Prerequisites
Before attempting this problem, you should be comfortable with:
- Hash Set - Used for O(1) lookup to efficiently check if an element's successor exists
- Array Traversal - Iterating through arrays and understanding linear search complexity
- Sorting - Understanding how sorting brings related elements together for optimized approaches
1. Search with Array
Intuition
For each element x in the array, we need to check whether x + 1 also exists in the array. The straightforward approach is to scan through the entire array for each element to verify if its successor is present.
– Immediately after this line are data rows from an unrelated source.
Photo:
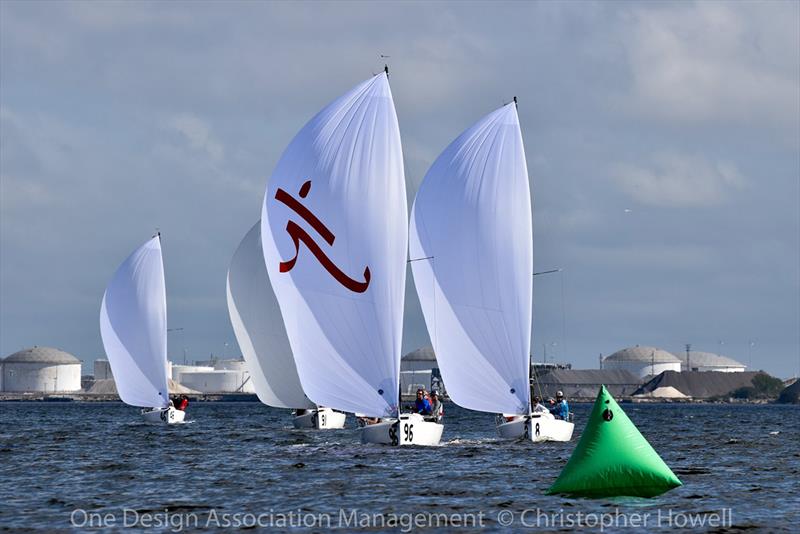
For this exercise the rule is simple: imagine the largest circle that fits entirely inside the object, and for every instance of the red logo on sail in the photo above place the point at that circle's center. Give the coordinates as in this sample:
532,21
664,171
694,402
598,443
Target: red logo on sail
299,235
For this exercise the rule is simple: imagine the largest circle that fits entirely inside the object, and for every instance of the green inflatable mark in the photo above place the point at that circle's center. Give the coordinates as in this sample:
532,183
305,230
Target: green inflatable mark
613,458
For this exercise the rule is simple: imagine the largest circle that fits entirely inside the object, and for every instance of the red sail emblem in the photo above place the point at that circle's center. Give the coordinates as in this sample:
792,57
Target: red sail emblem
299,235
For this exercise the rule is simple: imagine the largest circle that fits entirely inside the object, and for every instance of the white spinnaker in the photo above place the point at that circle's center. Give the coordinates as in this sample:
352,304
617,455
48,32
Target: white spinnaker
344,322
472,214
257,323
133,325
While this works correctly, it requires a linear search for every element.
Algorithm
- Initialize a counter to
0.
- For each element
x in the array, iterate through the array to check if x + 1 exists.
- If
x + 1 is found, increment the counter.
- Return the final count.
class Solution:
def countElements(self, arr: List[int]) -> int:
count = 0
for x in arr:
if x + 1 in arr:
count += 1
return count
class Solution {
public int countElements(int[] arr) {
int count = 0;
for (int x : arr) {
if (integerInArray(arr, x + 1)) {
count++;
}
}
return count;
}
public boolean integerInArray(int[] arr, int target) {
for (int x : arr) {
if (x == target) {
return true;
}
}
return false;
}
}
class Solution {
public:
int countElements(vector<int>& arr) {
int count = 0;
for (auto x : arr) {
if (integerInArray(arr, x + 1)) {
count++;
}
}
return count;
}
bool integerInArray(vector<int>& arr, int target) {
for (auto x : arr) {
if (x == target) {
return true;
}
}
return false;
}
};
class Solution {
countElements(arr) {
let count = 0;
for (const x of arr) {
if (arr.includes(x + 1)) {
count++;
}
}
return count;
}
}
public class Solution {
public int CountElements(int[] arr) {
int count = 0;
foreach (int x in arr) {
if (IntegerInArray(arr, x + 1)) {
count++;
}
}
return count;
}
private bool IntegerInArray(int[] arr, int target) {
foreach (int x in arr) {
if (x == target) {
return true;
}
}
return false;
}
}
func countElements(arr []int) int {
count := 0
for _, x := range arr {
if integerInArray(arr, x+1) {
count++
}
}
return count
}
func integerInArray(arr []int, target int) bool {
for _, x := range arr {
if x == target {
return true
}
}
return false
}
class Solution {
fun countElements(arr: IntArray): Int {
var count = 0
for (x in arr) {
if (integerInArray(arr, x + 1)) {
count++
}
}
return count
}
private fun integerInArray(arr: IntArray, target: Int): Boolean {
for (x in arr) {
if (x == target) {
return true
}
}
return false
}
}
class Solution {
func countElements(_ arr: [Int]) -> Int {
var count = 0
for x in arr {
if arr.contains(x + 1) {
count += 1
}
}
return count
}
}
impl Solution {
pub fn count_elements(arr: Vec<i32>) -> i32 {
let mut count = 0;
for &x in &arr {
if arr.contains(&(x + 1)) {
count += 1;
}
}
count
}
}
Time & Space Complexity
- Time complexity: O(N2)
- Space complexity: O(1) constant space
Where N is the length of the input array arr.
2. Search with HashSet
Intuition
The brute force approach is slow because checking if x + 1 exists requires scanning the entire array. A hash set provides O(1) lookup time, so we can first store all elements in a set, then check for each element's successor in constant time.
Algorithm
- Insert all elements from the array into a hash set.
- Initialize a counter to
0.
- For each element
x in the array, check if x + 1 exists in the hash set.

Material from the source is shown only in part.